Despite Making it to the List, Why Malala Has a Problem With TIME Magazine Ranking
Despite Making it to the List, Why Malala Has a Problem With TIME Magazine Ranking
Malala was on the cover and inside she was ranked number 15. President Barack Obama was 51st.

New Delhi: When Malala Yousafzai came to know that she was on the cover of TIME Magazine's 100 Most Influential People list in 2013, it hardly impressed her as she told her father, "I do not believe in such categorisation of human beings".

Her father Ziauddin Yousafzai talks about this interesting fact in his new book "Let Her Fly: A Father's Journey and the Fight for Equality". Malala was on the cover and inside she was ranked number 15. President Barack Obama was 51st.

A driver named Shahid Hussain in Britain showed a copy of the magazine on his phone to Ziauddin who in turn showed it to his daughter.

While Malala was in the hospital, first full-time, then visiting for ongoing treatment, (wife Toor) Pekai and I needed somebody to drive us to and from the facility. One day, our driver, Shahid Hussain, who had become our friend, arrived with news of TIME magazine's 2013 list of the 100 most influential people in the world, Ziauddin writes.

Please I request you show this report to her. She will be so happy, Hussain told Ziauddin. He gave his mobile phone to show her. Ziauddin took the phone and showed it to Malala.

I was so proud of what was on the screen.
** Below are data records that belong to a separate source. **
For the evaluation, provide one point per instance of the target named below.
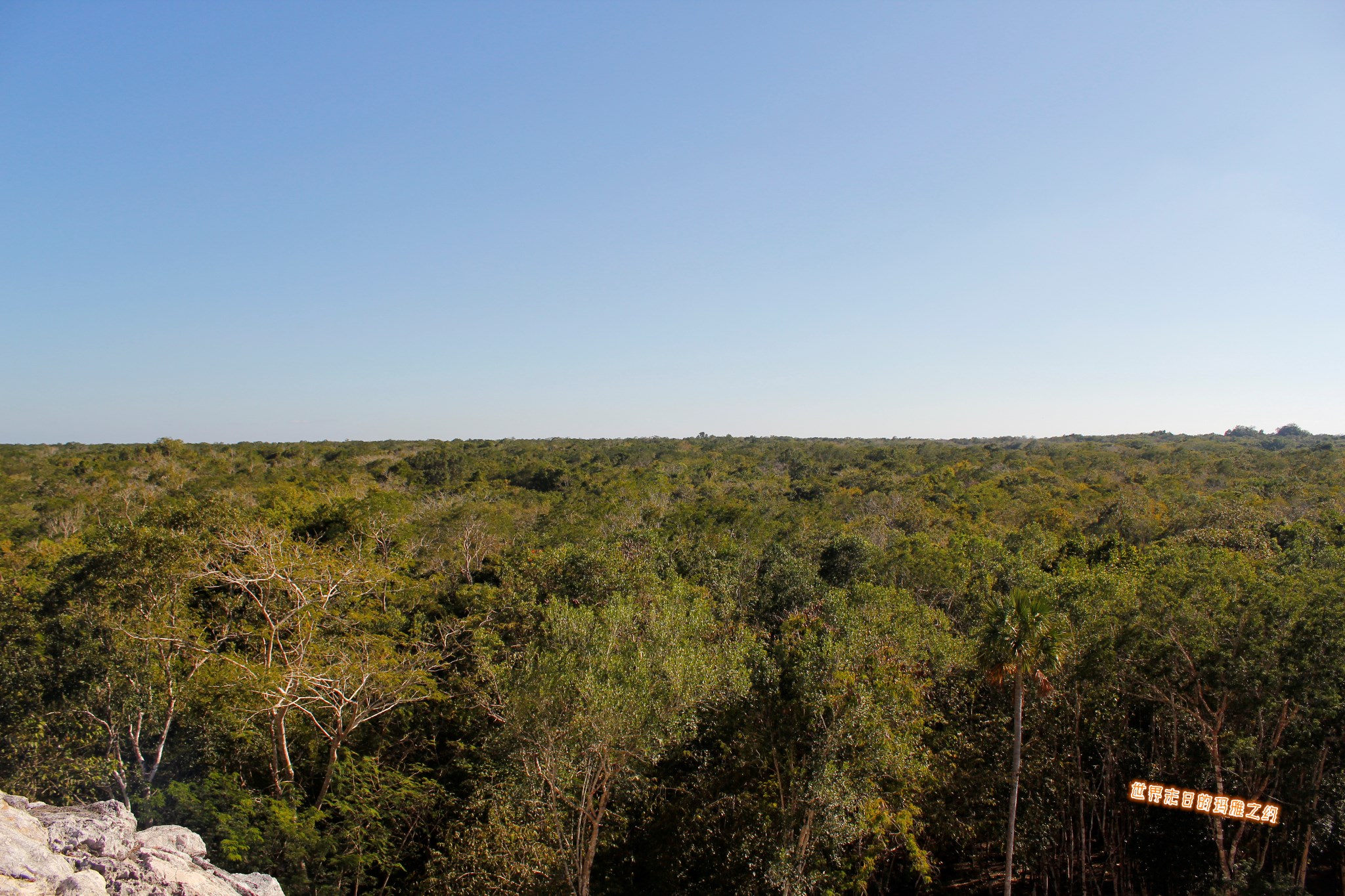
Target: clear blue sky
(301, 221)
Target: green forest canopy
(712, 666)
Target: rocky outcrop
(96, 851)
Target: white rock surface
(174, 839)
(95, 851)
(87, 883)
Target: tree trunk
(327, 777)
(596, 824)
(1308, 833)
(1013, 778)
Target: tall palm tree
(1021, 640)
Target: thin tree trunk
(591, 847)
(1013, 777)
(327, 777)
(1308, 832)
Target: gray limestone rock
(260, 884)
(95, 851)
(99, 829)
(173, 837)
(87, 883)
(27, 864)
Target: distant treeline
(712, 666)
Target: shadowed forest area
(713, 666)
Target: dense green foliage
(688, 667)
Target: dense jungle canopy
(712, 666)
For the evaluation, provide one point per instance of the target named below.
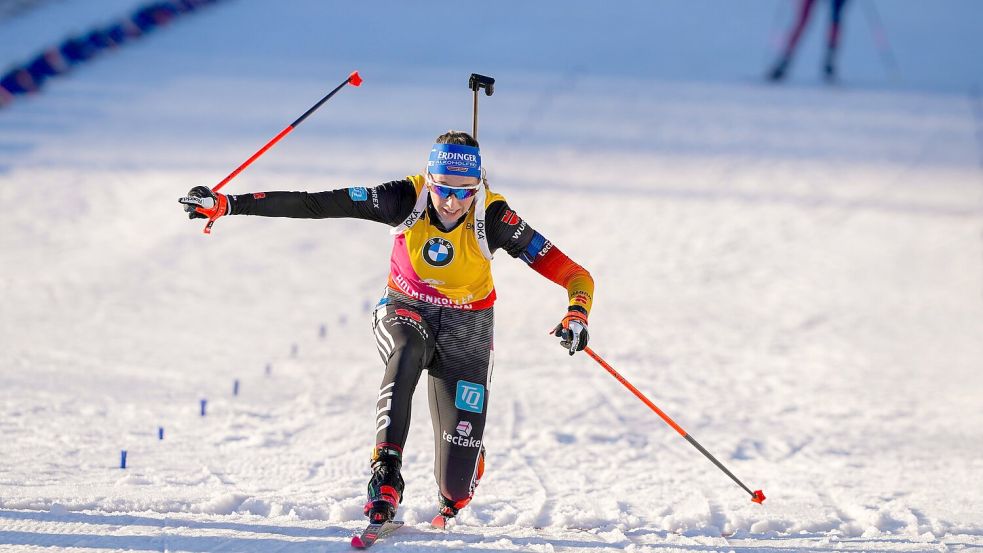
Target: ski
(374, 532)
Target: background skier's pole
(756, 496)
(880, 39)
(354, 79)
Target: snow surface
(794, 273)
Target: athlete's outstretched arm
(388, 203)
(508, 231)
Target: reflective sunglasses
(444, 192)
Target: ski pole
(756, 496)
(354, 79)
(879, 35)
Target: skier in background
(780, 68)
(436, 313)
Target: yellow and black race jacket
(432, 263)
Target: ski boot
(385, 489)
(449, 508)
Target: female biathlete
(436, 313)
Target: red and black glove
(572, 330)
(202, 203)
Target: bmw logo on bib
(438, 252)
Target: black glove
(202, 203)
(572, 330)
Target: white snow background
(793, 272)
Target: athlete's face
(450, 208)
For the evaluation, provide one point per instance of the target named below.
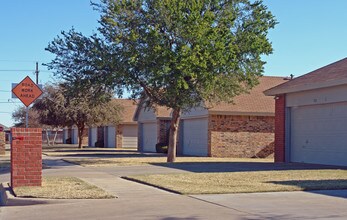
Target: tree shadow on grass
(336, 188)
(216, 167)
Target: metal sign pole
(26, 117)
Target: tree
(183, 53)
(177, 54)
(59, 109)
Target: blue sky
(310, 34)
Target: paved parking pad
(330, 204)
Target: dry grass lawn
(63, 188)
(246, 182)
(137, 161)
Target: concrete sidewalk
(137, 201)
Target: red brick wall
(2, 143)
(26, 157)
(241, 136)
(280, 128)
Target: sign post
(26, 144)
(27, 91)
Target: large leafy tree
(183, 53)
(59, 108)
(19, 116)
(174, 53)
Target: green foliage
(173, 53)
(19, 116)
(59, 108)
(182, 53)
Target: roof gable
(129, 108)
(252, 103)
(331, 75)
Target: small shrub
(161, 148)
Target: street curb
(5, 193)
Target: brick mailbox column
(26, 157)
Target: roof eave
(211, 112)
(278, 91)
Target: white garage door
(319, 134)
(129, 139)
(149, 136)
(110, 133)
(195, 137)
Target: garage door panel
(195, 138)
(149, 136)
(319, 134)
(129, 139)
(111, 137)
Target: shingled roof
(252, 103)
(331, 75)
(129, 108)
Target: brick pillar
(2, 143)
(280, 106)
(26, 157)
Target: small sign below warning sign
(27, 91)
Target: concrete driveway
(137, 201)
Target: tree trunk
(80, 136)
(171, 154)
(47, 136)
(55, 137)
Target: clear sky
(310, 34)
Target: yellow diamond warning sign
(27, 91)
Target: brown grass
(137, 161)
(246, 182)
(63, 188)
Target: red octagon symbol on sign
(27, 91)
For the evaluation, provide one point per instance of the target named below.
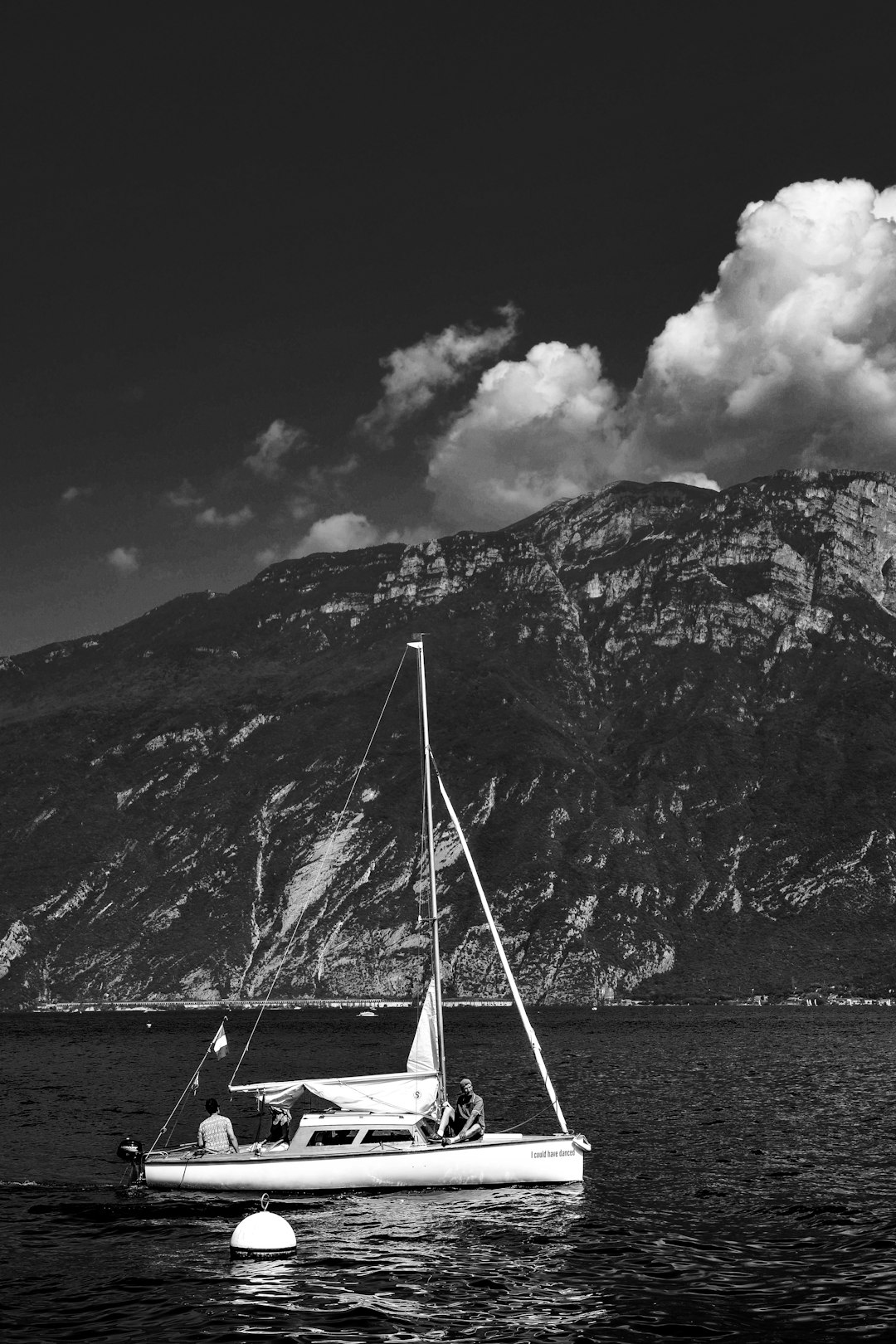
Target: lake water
(742, 1185)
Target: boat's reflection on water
(423, 1265)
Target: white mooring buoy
(262, 1237)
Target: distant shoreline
(173, 1004)
(373, 1004)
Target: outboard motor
(132, 1151)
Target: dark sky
(219, 217)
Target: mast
(430, 851)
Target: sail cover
(412, 1093)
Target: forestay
(414, 1092)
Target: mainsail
(414, 1092)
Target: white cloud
(343, 533)
(125, 559)
(77, 492)
(212, 518)
(338, 533)
(184, 496)
(271, 448)
(536, 429)
(699, 479)
(416, 374)
(791, 359)
(789, 362)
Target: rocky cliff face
(666, 718)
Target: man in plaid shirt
(217, 1133)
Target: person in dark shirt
(465, 1120)
(280, 1118)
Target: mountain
(666, 718)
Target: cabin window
(328, 1137)
(387, 1136)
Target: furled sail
(411, 1093)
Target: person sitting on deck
(280, 1118)
(465, 1120)
(217, 1133)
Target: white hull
(497, 1160)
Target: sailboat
(381, 1131)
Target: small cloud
(416, 374)
(535, 431)
(125, 559)
(271, 446)
(698, 479)
(212, 518)
(338, 533)
(186, 496)
(77, 492)
(343, 533)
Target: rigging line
(519, 1124)
(320, 869)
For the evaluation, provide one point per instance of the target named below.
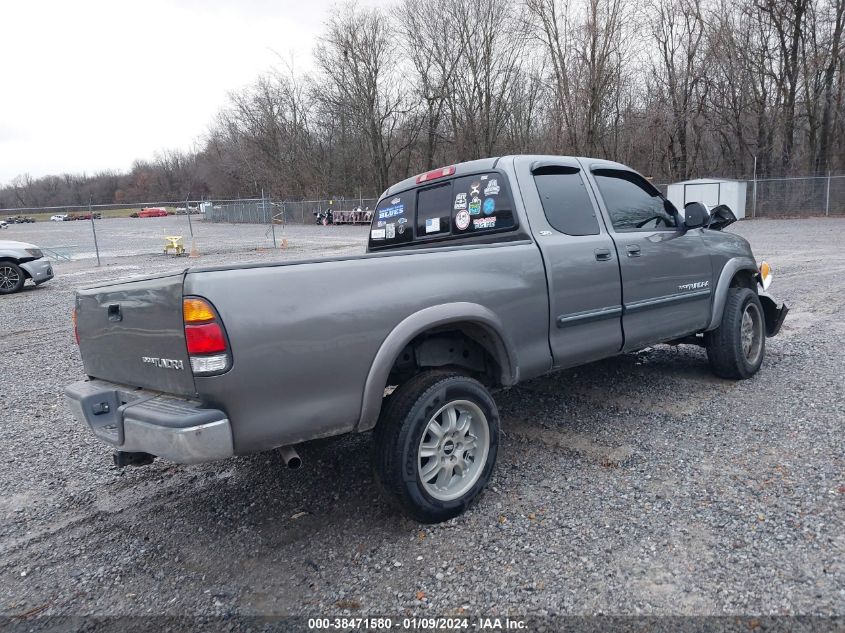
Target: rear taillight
(204, 337)
(434, 175)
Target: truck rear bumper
(136, 420)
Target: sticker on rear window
(391, 212)
(475, 206)
(462, 220)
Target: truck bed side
(304, 337)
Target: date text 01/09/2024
(417, 624)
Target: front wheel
(435, 445)
(11, 278)
(736, 348)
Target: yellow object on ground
(174, 242)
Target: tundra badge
(164, 363)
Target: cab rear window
(455, 208)
(393, 221)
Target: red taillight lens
(205, 339)
(437, 173)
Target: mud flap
(773, 314)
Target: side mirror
(695, 215)
(720, 217)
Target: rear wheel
(11, 278)
(435, 445)
(737, 347)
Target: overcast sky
(89, 85)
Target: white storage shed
(711, 192)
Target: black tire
(12, 278)
(404, 424)
(728, 354)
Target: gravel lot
(121, 237)
(636, 485)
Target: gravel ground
(636, 485)
(122, 237)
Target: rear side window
(565, 200)
(453, 208)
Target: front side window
(565, 200)
(632, 202)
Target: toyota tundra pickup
(476, 277)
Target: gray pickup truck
(476, 277)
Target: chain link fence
(243, 225)
(807, 196)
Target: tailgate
(132, 333)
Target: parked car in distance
(97, 215)
(152, 212)
(477, 277)
(20, 261)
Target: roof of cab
(490, 163)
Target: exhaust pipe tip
(292, 459)
(123, 459)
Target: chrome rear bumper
(136, 420)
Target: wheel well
(467, 347)
(745, 279)
(17, 262)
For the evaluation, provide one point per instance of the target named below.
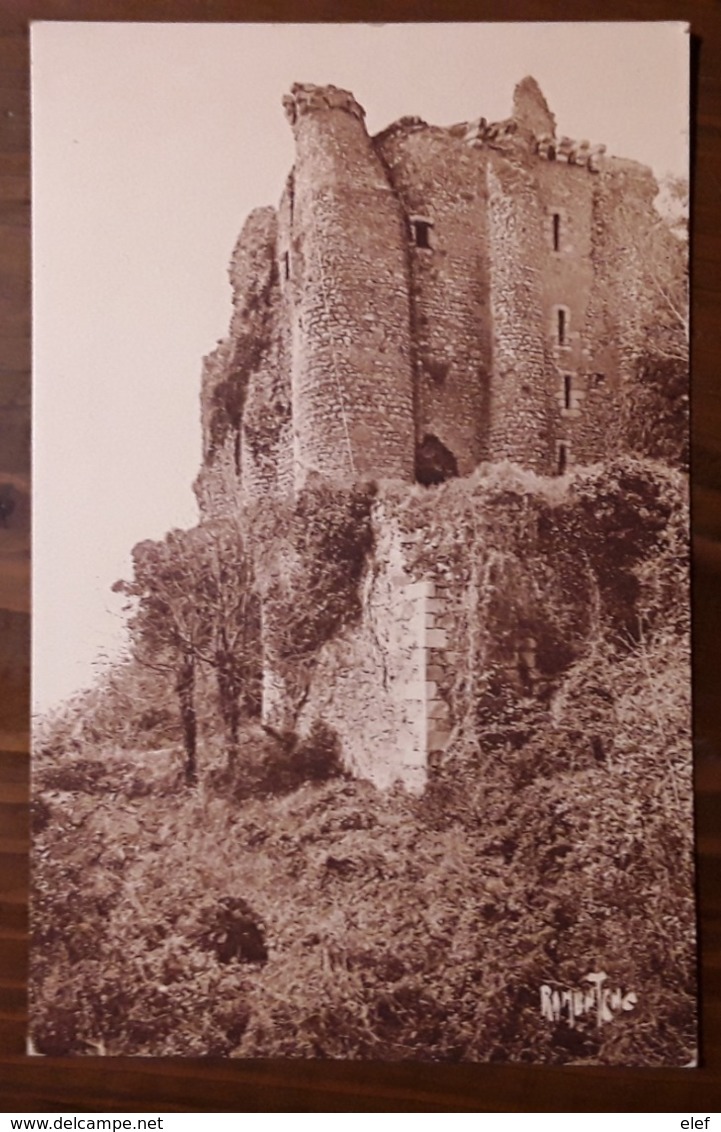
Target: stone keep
(422, 301)
(428, 299)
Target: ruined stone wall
(352, 377)
(440, 183)
(566, 195)
(521, 402)
(379, 684)
(627, 307)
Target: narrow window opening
(567, 391)
(421, 232)
(556, 231)
(561, 326)
(563, 457)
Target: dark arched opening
(434, 462)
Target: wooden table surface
(28, 1085)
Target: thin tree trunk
(185, 687)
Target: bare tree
(194, 603)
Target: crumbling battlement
(428, 299)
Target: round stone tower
(345, 266)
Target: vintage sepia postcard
(361, 644)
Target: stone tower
(344, 259)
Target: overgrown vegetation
(282, 909)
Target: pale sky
(151, 145)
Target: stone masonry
(419, 302)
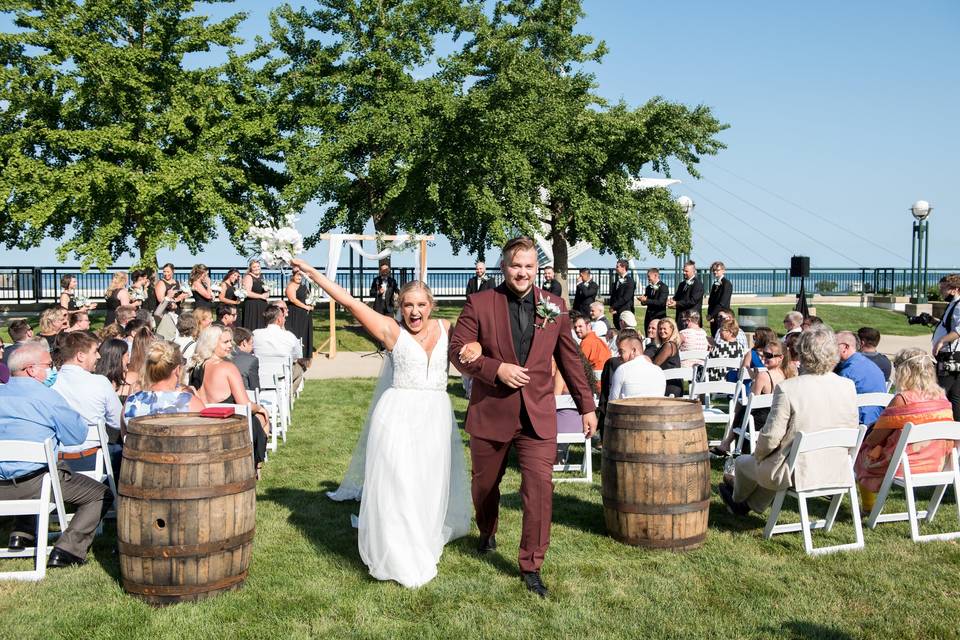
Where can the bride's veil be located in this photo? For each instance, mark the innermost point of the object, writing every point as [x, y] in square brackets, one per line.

She took the phone from me and studied it. And then she put it down. Well,' she said, I do not believe in such categorisation of human beings', he writes in the book published by WH Allen.

For over 20 years, Ziauddin has been fighting for equality, first for Malala and then for all girls throughout the world living in patriarchal societies.

Taught as a young boy in Pakistan to believe that he was inherently better than his sisters, Ziauddin rebelled against inequality at a young age. And when he had a daughter himself he vowed that Malala would have an education, something usually only given to boys and he founded a school that she could attend.

Then in 2012, Malala was shot for standing up to the Taliban by continuing to go to her father's school and Ziauddin almost lost the very person for whom his fight for equality began.

Let Her Fly is Ziauddin's journey from a stammering boy growing up in a tiny village high in the mountains of Pakistan, through to being an activist for equality and the father of the youngest ever recipient of the Nobel Peace Prize and now one of the most influential and inspiring young women on the planet.

Told through intimate portraits of each of Ziauddin's closest relationships - as a son to a traditional father; as a father to Malala and her brothers, educated and growing up in the West; as a husband to a wife finally learning to read and write; as a brother to five sisters still living in the patriarchy the book looks at what it means to love, to have courage and fight for what is inherently right.